Aug. 25 2011 10:33 AM
Brandon Garrett from Charlottesville, VA


For those that are interested, the New Jersey decision is here:

http://www.judiciary.state.nj.us/opinions/supreme/A808StatevLarryHenderson.pdf

I certainly agree that there are real problems with the way that lineups are done across most of the country. It is a terribly serious problem. I talk about the urgent need to improve lineups in my "Convicting the Innocent" book. And for shorter reading on the subject and a moving video see this link on "Getting it Right" - http://www.innocenceproject.org/Content/Getting_it_Right.php

Aug. 25 2011 10:31 AM
JT from LI

Wonder how long it will take the right to make this an "issue" to rile up their base.

Aug. 25 2011 10:29 AM
gordon from London, uk

Maybe pertinent to this conversation is recent research into how memory works. We think of our memories as discreet little bits of information, like a file on a computer. In fact it now appears that when we call up a memory our brain actually plays a recreation of the event, an interpretation of the past that can easily be influenced by other people, new ideas, change in attitudes, etc.
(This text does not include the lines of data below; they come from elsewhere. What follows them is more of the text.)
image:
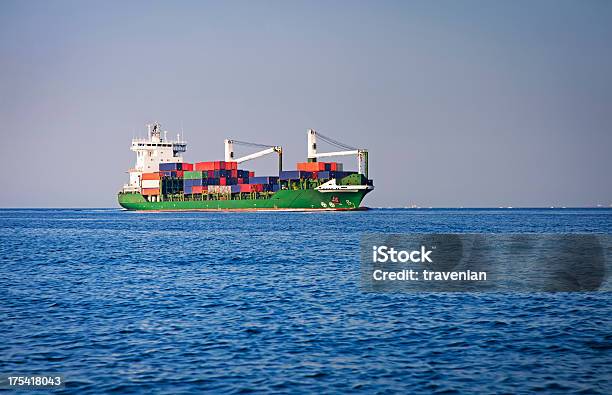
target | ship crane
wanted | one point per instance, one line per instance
(269, 149)
(361, 154)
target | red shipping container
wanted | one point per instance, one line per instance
(201, 166)
(251, 187)
(311, 166)
(150, 176)
(149, 191)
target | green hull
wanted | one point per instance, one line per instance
(300, 199)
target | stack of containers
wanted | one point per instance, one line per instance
(149, 184)
(213, 177)
(295, 175)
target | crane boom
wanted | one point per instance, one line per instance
(313, 155)
(229, 152)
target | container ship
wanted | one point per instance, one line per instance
(162, 181)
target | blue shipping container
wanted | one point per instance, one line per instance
(263, 180)
(170, 166)
(295, 175)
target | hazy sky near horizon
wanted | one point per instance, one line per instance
(460, 103)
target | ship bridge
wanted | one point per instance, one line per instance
(152, 151)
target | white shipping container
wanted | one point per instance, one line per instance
(150, 183)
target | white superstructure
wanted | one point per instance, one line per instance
(152, 151)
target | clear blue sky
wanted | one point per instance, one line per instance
(461, 103)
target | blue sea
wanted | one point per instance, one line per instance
(126, 302)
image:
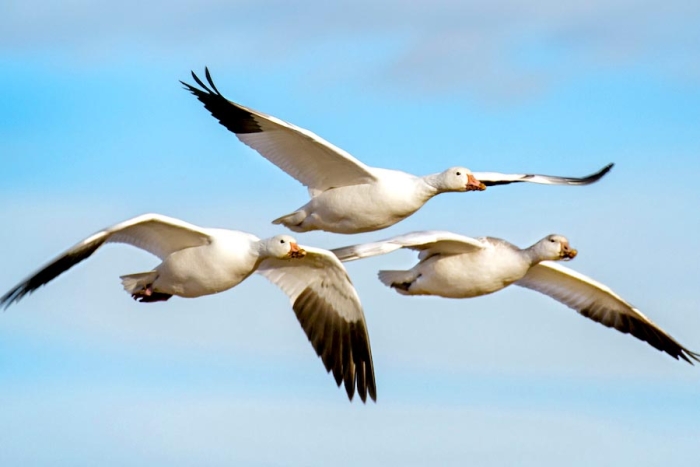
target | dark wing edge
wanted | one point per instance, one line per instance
(642, 330)
(587, 180)
(52, 270)
(342, 345)
(234, 117)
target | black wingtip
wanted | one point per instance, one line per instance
(598, 175)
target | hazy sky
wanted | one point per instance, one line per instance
(95, 128)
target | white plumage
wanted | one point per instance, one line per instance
(201, 261)
(347, 196)
(456, 266)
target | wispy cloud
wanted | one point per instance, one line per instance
(503, 48)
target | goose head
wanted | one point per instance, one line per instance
(458, 179)
(283, 247)
(554, 247)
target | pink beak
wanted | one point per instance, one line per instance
(295, 251)
(567, 252)
(473, 184)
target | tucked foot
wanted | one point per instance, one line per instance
(147, 295)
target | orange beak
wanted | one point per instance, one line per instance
(295, 251)
(567, 252)
(473, 184)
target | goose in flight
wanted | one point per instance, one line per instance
(202, 261)
(347, 196)
(456, 266)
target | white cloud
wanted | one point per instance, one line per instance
(499, 49)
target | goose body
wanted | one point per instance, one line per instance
(347, 196)
(455, 266)
(198, 261)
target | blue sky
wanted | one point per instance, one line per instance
(95, 128)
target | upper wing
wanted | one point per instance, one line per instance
(330, 313)
(597, 302)
(159, 235)
(495, 178)
(428, 242)
(313, 161)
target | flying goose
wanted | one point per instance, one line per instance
(456, 266)
(347, 196)
(200, 261)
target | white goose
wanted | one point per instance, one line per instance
(200, 261)
(347, 196)
(456, 266)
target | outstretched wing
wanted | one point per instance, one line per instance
(310, 159)
(329, 311)
(597, 302)
(495, 178)
(428, 242)
(159, 235)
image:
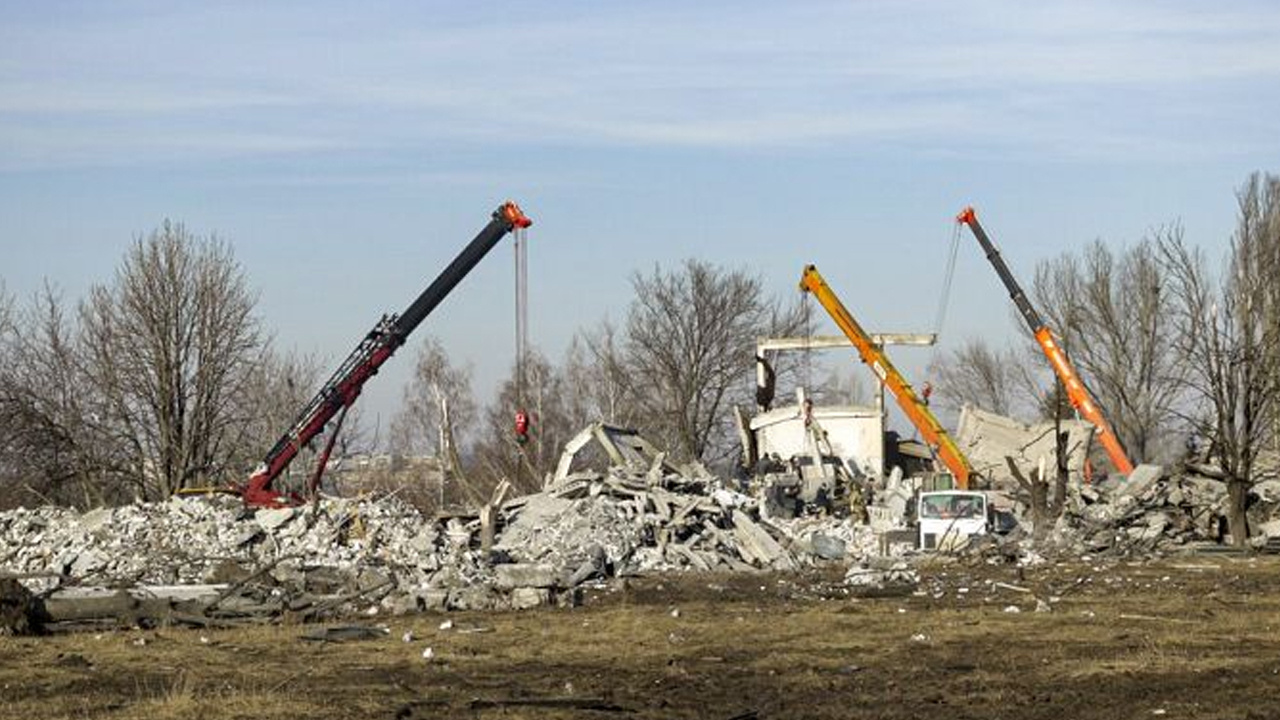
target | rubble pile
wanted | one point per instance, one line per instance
(220, 561)
(635, 523)
(1148, 513)
(382, 555)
And oddly, the more we more we think about an event, the more we remember it, the more we interpret it, and the less accurate it becomes.
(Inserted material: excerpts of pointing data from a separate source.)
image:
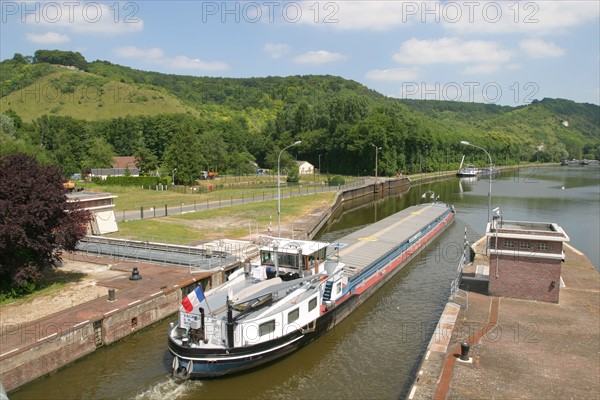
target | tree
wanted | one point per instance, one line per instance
(145, 160)
(100, 153)
(34, 226)
(184, 155)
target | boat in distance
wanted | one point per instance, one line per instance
(299, 290)
(467, 172)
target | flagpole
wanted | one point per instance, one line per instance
(205, 299)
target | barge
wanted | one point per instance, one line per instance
(295, 293)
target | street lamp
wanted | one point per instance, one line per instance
(376, 150)
(490, 175)
(279, 187)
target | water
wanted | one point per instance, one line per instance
(375, 352)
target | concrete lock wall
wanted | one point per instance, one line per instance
(525, 278)
(123, 323)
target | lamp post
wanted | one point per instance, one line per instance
(279, 187)
(376, 150)
(489, 172)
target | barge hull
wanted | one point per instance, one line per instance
(241, 359)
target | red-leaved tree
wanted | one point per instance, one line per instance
(34, 226)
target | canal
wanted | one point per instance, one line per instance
(374, 353)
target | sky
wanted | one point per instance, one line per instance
(501, 52)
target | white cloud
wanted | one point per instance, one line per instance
(518, 17)
(319, 57)
(451, 51)
(481, 69)
(48, 38)
(156, 56)
(537, 48)
(362, 15)
(183, 62)
(393, 74)
(87, 18)
(136, 52)
(276, 50)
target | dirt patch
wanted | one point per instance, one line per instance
(74, 293)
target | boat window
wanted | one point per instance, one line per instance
(287, 260)
(293, 315)
(266, 328)
(266, 257)
(312, 304)
(525, 245)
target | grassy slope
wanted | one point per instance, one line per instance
(230, 222)
(89, 97)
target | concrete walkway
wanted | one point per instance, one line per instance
(519, 348)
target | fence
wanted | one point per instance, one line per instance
(252, 196)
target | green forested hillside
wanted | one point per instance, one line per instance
(80, 119)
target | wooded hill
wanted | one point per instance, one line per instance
(80, 117)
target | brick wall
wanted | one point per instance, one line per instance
(525, 278)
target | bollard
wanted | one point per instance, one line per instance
(464, 351)
(135, 275)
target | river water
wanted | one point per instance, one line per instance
(375, 352)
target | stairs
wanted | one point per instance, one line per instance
(327, 293)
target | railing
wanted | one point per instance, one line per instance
(456, 293)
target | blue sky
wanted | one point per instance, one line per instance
(503, 52)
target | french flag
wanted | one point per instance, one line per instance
(193, 299)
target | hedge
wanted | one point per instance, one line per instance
(130, 180)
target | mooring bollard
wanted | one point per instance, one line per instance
(464, 351)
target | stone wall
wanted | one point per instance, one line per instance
(48, 354)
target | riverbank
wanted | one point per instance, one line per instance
(518, 348)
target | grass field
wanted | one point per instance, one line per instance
(229, 222)
(223, 189)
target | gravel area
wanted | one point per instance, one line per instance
(72, 294)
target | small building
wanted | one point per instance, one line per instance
(122, 166)
(124, 162)
(525, 259)
(305, 168)
(100, 205)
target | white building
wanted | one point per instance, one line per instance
(305, 168)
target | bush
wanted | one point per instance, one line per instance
(293, 176)
(336, 180)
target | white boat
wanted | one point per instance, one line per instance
(296, 293)
(468, 171)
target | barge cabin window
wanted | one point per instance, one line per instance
(266, 328)
(293, 315)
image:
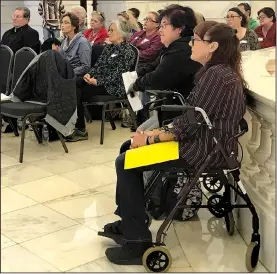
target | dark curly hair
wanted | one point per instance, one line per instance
(180, 17)
(228, 51)
(74, 20)
(243, 17)
(269, 12)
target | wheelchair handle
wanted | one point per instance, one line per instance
(186, 108)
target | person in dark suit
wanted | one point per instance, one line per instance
(21, 35)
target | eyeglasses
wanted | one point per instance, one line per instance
(163, 26)
(100, 13)
(262, 17)
(147, 19)
(125, 15)
(193, 39)
(231, 17)
(17, 17)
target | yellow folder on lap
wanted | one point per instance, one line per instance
(152, 154)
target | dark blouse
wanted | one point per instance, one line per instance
(220, 93)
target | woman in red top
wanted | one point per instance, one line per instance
(267, 29)
(97, 34)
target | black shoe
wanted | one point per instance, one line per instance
(77, 135)
(113, 231)
(129, 254)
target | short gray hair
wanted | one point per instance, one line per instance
(26, 12)
(80, 10)
(100, 15)
(124, 28)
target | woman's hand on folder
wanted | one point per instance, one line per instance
(138, 140)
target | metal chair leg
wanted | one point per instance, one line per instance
(87, 114)
(14, 128)
(22, 139)
(62, 141)
(103, 124)
(132, 114)
(111, 118)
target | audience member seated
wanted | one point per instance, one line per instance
(51, 44)
(248, 38)
(245, 8)
(148, 41)
(105, 77)
(267, 29)
(125, 16)
(81, 13)
(135, 12)
(97, 34)
(199, 17)
(174, 69)
(21, 35)
(219, 91)
(75, 46)
(57, 90)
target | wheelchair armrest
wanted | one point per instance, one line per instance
(164, 92)
(190, 110)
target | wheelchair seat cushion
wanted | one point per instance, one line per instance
(22, 109)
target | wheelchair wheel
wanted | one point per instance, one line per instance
(157, 259)
(217, 206)
(148, 218)
(252, 256)
(230, 223)
(212, 184)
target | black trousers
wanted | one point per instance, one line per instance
(130, 196)
(84, 93)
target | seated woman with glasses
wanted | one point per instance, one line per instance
(267, 29)
(247, 37)
(174, 69)
(105, 77)
(127, 16)
(148, 41)
(97, 34)
(75, 47)
(219, 91)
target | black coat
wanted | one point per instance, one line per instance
(21, 37)
(173, 70)
(50, 79)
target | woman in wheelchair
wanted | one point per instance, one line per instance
(105, 77)
(219, 91)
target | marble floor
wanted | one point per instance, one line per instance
(54, 203)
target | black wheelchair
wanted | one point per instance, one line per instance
(158, 258)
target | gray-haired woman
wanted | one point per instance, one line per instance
(105, 77)
(97, 33)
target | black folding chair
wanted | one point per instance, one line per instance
(109, 103)
(6, 57)
(22, 59)
(31, 114)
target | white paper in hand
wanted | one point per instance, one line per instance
(128, 79)
(5, 97)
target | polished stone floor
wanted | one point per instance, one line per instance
(54, 203)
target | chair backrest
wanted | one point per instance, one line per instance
(136, 51)
(22, 59)
(6, 57)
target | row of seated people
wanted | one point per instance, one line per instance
(173, 69)
(219, 90)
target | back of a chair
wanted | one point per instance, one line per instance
(22, 59)
(6, 57)
(136, 51)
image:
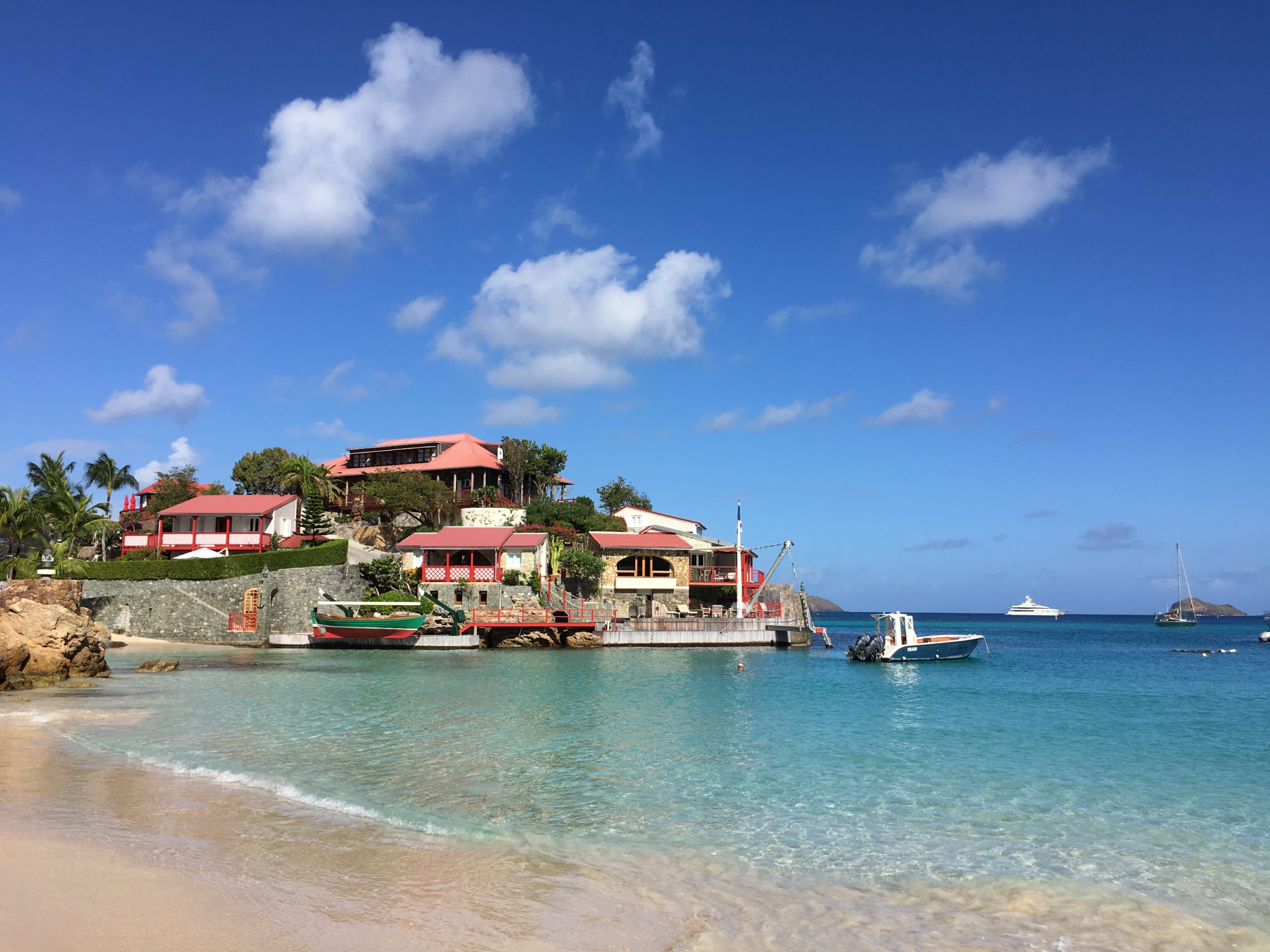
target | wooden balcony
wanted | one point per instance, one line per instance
(233, 541)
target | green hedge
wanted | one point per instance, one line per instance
(333, 552)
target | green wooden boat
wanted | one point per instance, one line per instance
(337, 620)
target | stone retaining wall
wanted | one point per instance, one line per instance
(185, 610)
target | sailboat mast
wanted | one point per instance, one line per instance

Just thought that might be applicable here.

Aug. 25 2011 10:28 AM
Paul from New York

I am judge, presiding over civil matters, but am formerly a public defender. One experience I had years ago has always stuck with me when considering the issues of identification. While still a public defender I was in a head-on auto collision in my lane of traffic; the driver of the other vehicle first came up to me in my car to see if everyone was okay, then fled the scene. While I could describe his clothes, I couldn't describe him much more than his race. The next day the local police asked me to come down to the stationhouse and to walk by a room, telling me that they had the teenage son of the registered owner of the car in there, and that the car had been reported stolen just after the accident, and that the family had prior involvement with law enforcement. When I said I was unable to say with any certainty that he was the driver, the police kept asking me if I was sure, and tried to prompt me to make an i.d. I didn't, because while my gut said he was probably the kid who ran from the scene, I certainly could not i.d. him with any certainty. The point, the police were clearly using suggestive procedures they knew to be improper.

Aug. 25 2011 10:23 AM
Holly from Washington Heights

Question: Does this change in rules regarding the use of eyewitness accounts have any effect on cases that have already been decided? Does it establish grounds on which to retry or to appeal cases that were decided based on eyewitness evidence?

Aug. 25 2011 10:22 AM

Eyewitnesses are earnest about what they take the facts to be. Sadly, cops and prosecutors are more often earnest only about getting a conviction. The evidence for this is legion.

Aug. 25 2011 10:22 AM
Tony Bruguier

What's the name of the decision?

Aug. 25 2011 10:22 AM
merrill clark from Summit, NJ

Great future show: cross-racial ids and what it says about us

Aug. 25 2011 10:20 AM
carolita from nyc

No, I don't believe my own eyes. I saw the movie, "The Wrong Man" when I was a teenager and never got over it. This is what I said at my last jury duty when each case that was presented to me was about the accused having been identified after the crime had taken place. The only people I know who are very good at remembering faces are professionals -- casting directors, model agents... Most people I know are always mistaking people for someone else. Unless a person is caught redhanded, I have difficulty relying on eyewitness accounts.

Aug. 25 2011 10:11 AM

Funny that Brandon Garrett should mention police line-ups.... He _must_ be aware that there is overwhelming evidence that line-ups have real problems. For one thing, when people see a line-up, they _begin_ with the assumption that one of the people _must_ be the person they cops are interested in. Far more effective is seeing individuals one at a time, but the police _resist_ this approach because they want a conviction — right or wrong.